# SDS Fuzz Tester
This uses AFL (American Fuzzy Lop) to generate input that will try to make the test program fail (panic / crash /
freeze / etc.).
The test program (`main.rs`) will take the input, convert it into a regex pattern / input and then run some, run the
scanner, then run sanity checks / asserts on the result.
By default, the `hyperscan` feature of the fuzz tester is enabled, which allowing comparing the results against
Hyperscan. To run the fuzz tester without this (on architectures that don't support Hyperscan) disable the feature
with `--no-default-features`
## How to run
- Install AFL (`cargo install cargo-afl`).
- You may need to run `cargo-afl afl system-config` (You will get an error when running if this is needed)
- Add any additional starting inputs as desired to `inputs.txt`. These should all be VALID inputs. This helps AFL find "
interesting" inputs faster. Each line is treated as a separate input. Do not modify files in the `in/` directory,
those are generated automatically.
- Run the fuzzer with `./run_fuzz.sh`. This will run forever. Just let it run for as long as you are willing (it could
take hours or days to find a crash).
- For an explanation of what the status screen means, you can read more about it
here: https://lcamtuf.coredump.cx/afl/status_screen.txt
- the `out` directory will be populated with any issues found. The `crashes` or `hangs` directory inside here will
contain files of the input used to cause the failure.
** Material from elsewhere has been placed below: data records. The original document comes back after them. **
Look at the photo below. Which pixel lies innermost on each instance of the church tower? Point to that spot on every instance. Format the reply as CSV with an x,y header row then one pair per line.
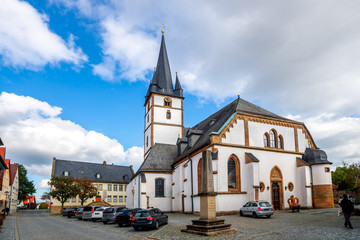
x,y
163,105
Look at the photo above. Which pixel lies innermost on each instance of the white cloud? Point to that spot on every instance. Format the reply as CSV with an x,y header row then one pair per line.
x,y
44,183
34,133
27,42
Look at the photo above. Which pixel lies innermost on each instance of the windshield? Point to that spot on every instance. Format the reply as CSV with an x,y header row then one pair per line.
x,y
89,209
109,210
142,214
265,204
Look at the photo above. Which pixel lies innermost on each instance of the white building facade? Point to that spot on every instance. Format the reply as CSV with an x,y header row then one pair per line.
x,y
256,155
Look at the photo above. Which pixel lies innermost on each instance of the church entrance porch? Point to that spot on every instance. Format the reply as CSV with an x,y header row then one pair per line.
x,y
277,195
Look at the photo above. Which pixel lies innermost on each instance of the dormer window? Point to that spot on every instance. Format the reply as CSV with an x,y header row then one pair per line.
x,y
167,102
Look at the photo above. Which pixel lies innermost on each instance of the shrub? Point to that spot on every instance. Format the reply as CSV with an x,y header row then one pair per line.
x,y
44,206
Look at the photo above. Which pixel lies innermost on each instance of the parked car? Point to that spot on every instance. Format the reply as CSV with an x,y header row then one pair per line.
x,y
125,216
78,213
109,215
88,211
257,208
152,218
70,212
64,212
351,198
98,213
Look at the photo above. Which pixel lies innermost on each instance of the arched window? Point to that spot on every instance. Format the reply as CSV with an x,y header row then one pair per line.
x,y
167,101
233,173
266,140
281,142
159,187
272,139
199,175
- If any crashes are unique / currently unknown, open a Jira issue for the issue.
## Troubleshooting / Known issues
- If you get an error about "on-demand CPU frequency scaling" and don't want to follow the instructions to fix it, you
can just set the `AFL_SKIP_CPUFREQ` environment variable to `true` to skip this step. Fuzzing will be a bit slower.
- The scripts provided only run AFL on a single core. This can be improved in the future to utilize more cores.